Contra o aquecimento global

Academias de ciências dos Estados Unidos defendem criação de programa de pesquisas para estudar viabilidade de medidas com potencial para resfriar a Terra

Imagem de satélite da erupção do vulcão La Sofrière em abril deste ano na ilha caribenha de São Vicente e Granadinas: cinzas atuam como aerossóis e reduzem a temperatura

Lauren Dauphin / U.S. Geological Survey / NASA EOSDIS LANCE / GIBS/Worldview

A chamada geoengenharia solar é uma expressão guarda-chuva usada para designar intervenções climáticas polêmicas, com efeitos intencionais e colaterais ainda não totalmente compreendidos pela ciência, mas que poderiam ser promovidas deliberadamente pelo homem para tentar resfriar o planeta. Esse conceito abarca diferentes técnicas que, em tese, poderiam atuar como forças contrárias ao aquecimento global. No final de março, as academias nacionais de ciência, medicina e engenharia dos Estados Unidos divulgaram um relatório conjunto em que se posicionam a favor da criação de um programa nacional de pesquisa em geoengenharia solar para estudar os impactos de três tipos de intervenções: injetar aerossóis (partículas sólidas ou líquidas) na estratosfera, acima de 11 quilômetros (km) de altitude; estimular a formação de nuvens marinhas, até 3 km acima dos oceanos; e tornar mais finas as nuvens do tipo cirrus, situadas entre 6 e 13 km de altitude.
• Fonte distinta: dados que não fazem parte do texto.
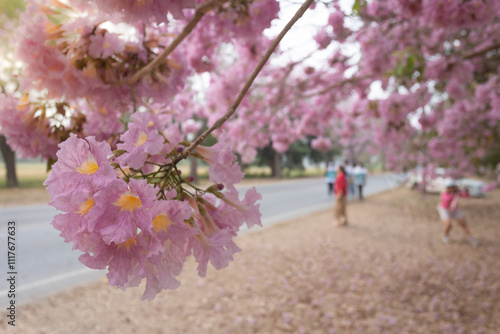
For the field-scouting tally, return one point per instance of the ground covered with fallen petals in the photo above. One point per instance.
(388, 272)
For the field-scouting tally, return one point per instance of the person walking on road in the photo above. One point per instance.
(360, 179)
(349, 170)
(330, 175)
(341, 197)
(448, 210)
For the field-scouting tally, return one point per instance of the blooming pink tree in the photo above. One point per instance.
(105, 101)
(106, 98)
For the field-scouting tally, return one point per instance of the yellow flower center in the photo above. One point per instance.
(89, 167)
(161, 222)
(142, 139)
(129, 202)
(129, 243)
(86, 206)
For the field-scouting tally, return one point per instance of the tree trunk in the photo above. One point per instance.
(276, 165)
(10, 162)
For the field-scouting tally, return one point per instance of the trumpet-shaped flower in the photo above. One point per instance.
(142, 138)
(80, 162)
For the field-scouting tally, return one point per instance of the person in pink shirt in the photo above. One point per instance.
(448, 210)
(341, 197)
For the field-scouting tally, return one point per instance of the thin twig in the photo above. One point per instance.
(232, 109)
(198, 15)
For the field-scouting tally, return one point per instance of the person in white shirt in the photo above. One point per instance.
(330, 175)
(359, 173)
(349, 169)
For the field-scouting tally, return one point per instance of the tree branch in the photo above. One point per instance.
(198, 15)
(232, 109)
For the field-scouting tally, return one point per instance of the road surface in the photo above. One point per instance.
(45, 263)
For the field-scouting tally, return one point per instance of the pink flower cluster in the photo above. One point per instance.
(143, 225)
(27, 134)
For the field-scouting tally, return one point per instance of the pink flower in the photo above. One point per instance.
(127, 206)
(80, 162)
(141, 138)
(218, 250)
(247, 207)
(321, 144)
(161, 269)
(125, 261)
(168, 222)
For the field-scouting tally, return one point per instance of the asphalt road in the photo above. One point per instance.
(44, 263)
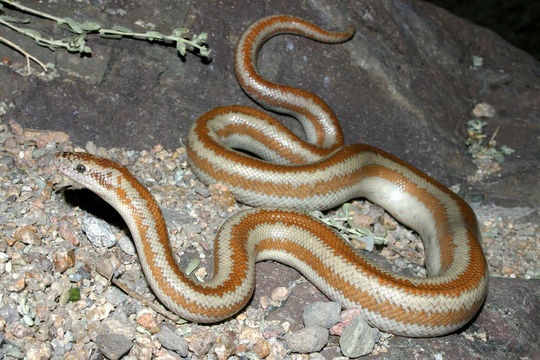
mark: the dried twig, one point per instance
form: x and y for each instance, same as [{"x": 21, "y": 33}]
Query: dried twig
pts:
[{"x": 25, "y": 53}]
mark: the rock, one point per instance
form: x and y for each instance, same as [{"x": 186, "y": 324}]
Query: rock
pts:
[
  {"x": 307, "y": 340},
  {"x": 323, "y": 314},
  {"x": 63, "y": 259},
  {"x": 99, "y": 233},
  {"x": 172, "y": 341},
  {"x": 224, "y": 347},
  {"x": 147, "y": 319},
  {"x": 201, "y": 342},
  {"x": 279, "y": 294},
  {"x": 115, "y": 338},
  {"x": 357, "y": 339}
]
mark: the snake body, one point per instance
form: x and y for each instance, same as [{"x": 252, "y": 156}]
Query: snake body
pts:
[{"x": 290, "y": 173}]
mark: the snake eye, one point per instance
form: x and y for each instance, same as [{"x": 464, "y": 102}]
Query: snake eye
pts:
[{"x": 80, "y": 168}]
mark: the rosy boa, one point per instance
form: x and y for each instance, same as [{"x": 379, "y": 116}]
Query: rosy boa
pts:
[{"x": 318, "y": 174}]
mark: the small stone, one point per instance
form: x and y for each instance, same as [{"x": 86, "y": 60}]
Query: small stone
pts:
[
  {"x": 99, "y": 312},
  {"x": 224, "y": 347},
  {"x": 201, "y": 273},
  {"x": 388, "y": 222},
  {"x": 63, "y": 260},
  {"x": 346, "y": 317},
  {"x": 126, "y": 245},
  {"x": 143, "y": 348},
  {"x": 264, "y": 301},
  {"x": 221, "y": 196},
  {"x": 323, "y": 314},
  {"x": 65, "y": 230},
  {"x": 19, "y": 330},
  {"x": 484, "y": 110},
  {"x": 279, "y": 294},
  {"x": 27, "y": 235},
  {"x": 99, "y": 233},
  {"x": 11, "y": 350},
  {"x": 262, "y": 349},
  {"x": 361, "y": 220},
  {"x": 307, "y": 340},
  {"x": 357, "y": 339},
  {"x": 17, "y": 283},
  {"x": 201, "y": 342},
  {"x": 115, "y": 338},
  {"x": 166, "y": 355},
  {"x": 147, "y": 319},
  {"x": 272, "y": 330}
]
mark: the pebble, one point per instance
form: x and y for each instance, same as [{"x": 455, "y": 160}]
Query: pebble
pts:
[
  {"x": 224, "y": 347},
  {"x": 323, "y": 314},
  {"x": 201, "y": 342},
  {"x": 63, "y": 259},
  {"x": 147, "y": 319},
  {"x": 99, "y": 232},
  {"x": 115, "y": 338},
  {"x": 307, "y": 340},
  {"x": 357, "y": 339},
  {"x": 279, "y": 294},
  {"x": 126, "y": 245}
]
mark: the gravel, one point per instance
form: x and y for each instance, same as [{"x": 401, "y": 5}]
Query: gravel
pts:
[{"x": 45, "y": 253}]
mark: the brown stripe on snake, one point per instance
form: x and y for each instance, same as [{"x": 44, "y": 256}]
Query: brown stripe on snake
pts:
[
  {"x": 454, "y": 258},
  {"x": 457, "y": 271}
]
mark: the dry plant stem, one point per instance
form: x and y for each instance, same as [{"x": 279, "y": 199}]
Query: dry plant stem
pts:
[
  {"x": 31, "y": 11},
  {"x": 25, "y": 53}
]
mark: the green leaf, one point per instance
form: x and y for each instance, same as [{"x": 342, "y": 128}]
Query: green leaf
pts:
[
  {"x": 180, "y": 32},
  {"x": 204, "y": 51},
  {"x": 499, "y": 157},
  {"x": 202, "y": 37},
  {"x": 181, "y": 47},
  {"x": 31, "y": 33},
  {"x": 14, "y": 19},
  {"x": 122, "y": 29},
  {"x": 74, "y": 26},
  {"x": 89, "y": 26},
  {"x": 506, "y": 150},
  {"x": 151, "y": 35},
  {"x": 103, "y": 34}
]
A injeção de aerossóis na estratosfera e o estímulo à formação de nuvens sobre o mar poderiam aumentar a capacidade da Terra de refletir os raios solares, modificação que poderia causar um resfriamento temporário, em nível local ou até global. A terceira modalidade de intervenção atuaria por um mecanismo diferente. Formadas por cristais de gelo, as nuvens do tipo cirrus funcionam como um cobertor sobre a Terra. Dificultam o escape de calor de sua superfície e regulam a temperatura. Torná-las menos densas faria com que mais radiação térmica escapasse do planeta, tornando-o mais frio. Segundo o documento, essas linhas de pesquisa deveriam receber investimentos entre US$ 100 e 200 milhões nos próximos cinco anos.

Uma política a favor de mais pesquisa em geoengenharia solar não significa apoio à implementação de procedimentos para mudar intencionalmente o clima, enfatizam os autores do texto. Tampouco deve servir como pretexto para abandonar ou afrouxar metas de redução da emissão de gases de efeito estufa, cujo acúmulo gradativo na atmosfera é a causa primária do aquecimento global. Desde o final do século XIX, a temperatura média global subiu 1,1 grau Celsius (°C), o que está alterando o clima em todo o planeta. Se as emissões de gases de efeito estufa não caírem rapidamente, a Terra poderá aquecer até 4 ºC ao longo deste século, com possíveis consequências catastróficas para a humanidade (ver reportagem), de acordo com projeções do Painel Intergovernamental sobre Mudanças Climáticas (IPCC).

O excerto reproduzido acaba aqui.